Патронат и коммендация. Важную роль в трансформации отно­шений собственности сыграло развитие еще одного древнего ин­ститута, а именно патроната (патроциния), заключавшегося в самоотдаче, разумеется, не всегда добровольной, одних граждан под покровительство других, более обеспеченных и влиятельных. Такой акт назывался коммендацией. Патроцинии III—V вв. — это, по сути дела, форма личной зависимости мелких, а также сред­них землевладельцев от землевладельцев крупных. Стремясь це­ной личной свободы и гражданского полноправия избавиться хотя бы от некоторых государственных и муниципальных повиннос­тей, найти защиту от притеснений со стороны властей и более сильных соседей, вступавший под патронат человек, в конце кон­цов, а иногда и сразу, утрачивал право собственности на землю, превращаясь в ее держателя. Логичным следствием установления патроната являлось возникновение в латифундиях режи­ма частной власти, противостоящей государству. Императоры, хотя и безуспешно, боролись с патронатом.

Натурализация хозяйства. Постепенное превращение рабовла­дельческой виллы в децентрализованную латифундию имело да­леко идущие последствия для всей позднеантичной экономики. Важнейшим из них следует признать растущую натурализацию, ослабление рыночных связей.
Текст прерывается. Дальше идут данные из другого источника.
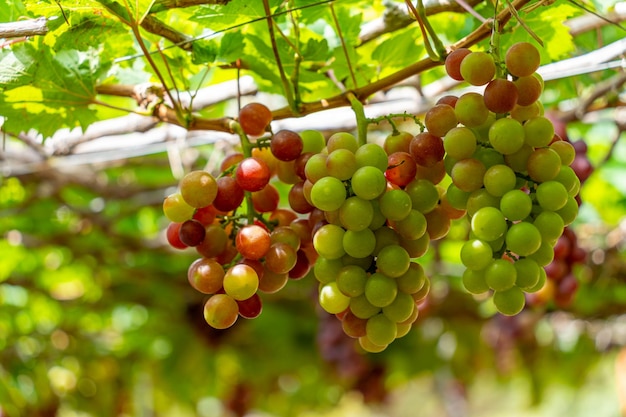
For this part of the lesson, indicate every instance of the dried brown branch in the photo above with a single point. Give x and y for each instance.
(396, 18)
(24, 28)
(161, 5)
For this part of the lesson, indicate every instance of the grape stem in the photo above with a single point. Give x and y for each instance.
(246, 149)
(361, 120)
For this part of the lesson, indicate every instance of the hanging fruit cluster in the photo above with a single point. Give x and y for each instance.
(360, 215)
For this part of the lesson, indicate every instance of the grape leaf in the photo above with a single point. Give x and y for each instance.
(397, 51)
(234, 13)
(11, 10)
(232, 45)
(49, 91)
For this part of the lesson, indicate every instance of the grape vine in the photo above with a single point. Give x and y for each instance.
(360, 215)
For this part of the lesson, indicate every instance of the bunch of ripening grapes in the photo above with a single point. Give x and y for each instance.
(509, 170)
(248, 244)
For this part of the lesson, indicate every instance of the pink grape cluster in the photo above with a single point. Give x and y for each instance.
(241, 254)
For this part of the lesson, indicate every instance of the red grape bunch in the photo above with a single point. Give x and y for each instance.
(510, 171)
(242, 253)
Посаженные на землю рабы и мел­кие арендаторы старались свести свои расходы к минимуму и по возможности обходиться изделиями, изготовленными самолично или в пределах латифундии. С другой стороны, свертывание ла­тифундистами собственного земледельческого хозяйства (особен­но хлебопашенного) нередко сопровождалось развитием помест­ного ремесла. В крупных позднеантичных имениях появились самостоятельно хозяйствующие ремесленники, в том числе пере­бравшиеся из городов. Экономические связи господского хозяй­ства с городом ослабевали. Солидная часть сельскохозяйственной продукции попадала в город, минуя рынок, прежде всего по госу­дарственным каналам, через налоговую систему.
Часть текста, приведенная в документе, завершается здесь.